The world's largest economy has given off mixed signals in recent months with slowing job gains, weak manufacturing, and sluggish home construction, counteracted by healthy consumer spending and low inflation.

But fears of recession, slackening growth in Europe and Asia or an intensifying trade war with China have caused investors to clamor for support from the Fed.

"What they have to do first of all is give us a new set of forecasts.
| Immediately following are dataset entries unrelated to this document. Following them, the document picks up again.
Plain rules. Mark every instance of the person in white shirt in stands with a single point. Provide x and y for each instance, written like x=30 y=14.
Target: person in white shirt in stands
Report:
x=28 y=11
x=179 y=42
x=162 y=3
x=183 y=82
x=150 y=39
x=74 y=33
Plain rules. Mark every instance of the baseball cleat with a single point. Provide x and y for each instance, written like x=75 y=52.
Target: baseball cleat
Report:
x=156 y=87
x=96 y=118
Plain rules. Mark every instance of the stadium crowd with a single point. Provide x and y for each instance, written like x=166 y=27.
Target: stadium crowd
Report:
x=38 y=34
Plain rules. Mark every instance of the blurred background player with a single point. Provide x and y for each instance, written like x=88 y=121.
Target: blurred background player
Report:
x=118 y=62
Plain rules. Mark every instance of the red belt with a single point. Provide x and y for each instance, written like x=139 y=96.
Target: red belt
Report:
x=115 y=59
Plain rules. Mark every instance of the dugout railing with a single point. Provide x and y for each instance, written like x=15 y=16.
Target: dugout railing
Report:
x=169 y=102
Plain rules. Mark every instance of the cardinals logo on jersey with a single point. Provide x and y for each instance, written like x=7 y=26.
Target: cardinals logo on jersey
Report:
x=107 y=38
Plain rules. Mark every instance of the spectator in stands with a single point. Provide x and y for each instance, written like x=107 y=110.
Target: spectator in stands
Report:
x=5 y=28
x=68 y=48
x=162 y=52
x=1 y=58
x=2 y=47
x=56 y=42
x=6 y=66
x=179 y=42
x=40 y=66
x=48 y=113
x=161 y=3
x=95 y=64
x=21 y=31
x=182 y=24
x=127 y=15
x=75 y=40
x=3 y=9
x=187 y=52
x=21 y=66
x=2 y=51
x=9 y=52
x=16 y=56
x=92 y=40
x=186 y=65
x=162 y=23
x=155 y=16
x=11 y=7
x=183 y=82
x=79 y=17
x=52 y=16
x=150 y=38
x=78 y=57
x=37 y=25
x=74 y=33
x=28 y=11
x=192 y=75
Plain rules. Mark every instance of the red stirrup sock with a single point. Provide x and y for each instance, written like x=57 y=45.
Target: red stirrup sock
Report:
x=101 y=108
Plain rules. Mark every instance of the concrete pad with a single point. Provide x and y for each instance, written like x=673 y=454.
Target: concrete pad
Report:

Those forecasts I suspect are going to take out any sign of a rate hike over the next year and a half," John Ryding, chief economist at RDQ Economics, told AFP.

The FOMC will release its updated quarterly forecasts on Wednesday along with the policy announcement.

- Make no promises -

However, Ryding and other economists say the Fed will be wary not to appear to promise to cut interest rates, which could create the risk of shocking markets should policymakers instead decide to hold their fire next month.

The Fed raised rates nine times in the last three years as the economy recovered and put millions of Americans back to work in the wake of the global financial crisis.

Central bankers have said repeatedly that they expected the growth to continue, but Trump's aggressive tariff policies, especially against China, have shaken confidence, and they have begun to acknowledge a chill in the air.

James Bullard, president of the Fed's St Louis regional branch, was the first to signal a change, saying early this month that a rate cut could be needed "soon."

Just days later, Powell himself opened the door to a possible move, saying the Fed would do whatever necessary "to sustain the expansion" -- a notable shift in posture.

Then Fed Vice Chair Richard Clarida added to the mix the possibility of "insurance cuts" -- preemptively lowering rates just in case the economic outlook starts to deteriorate.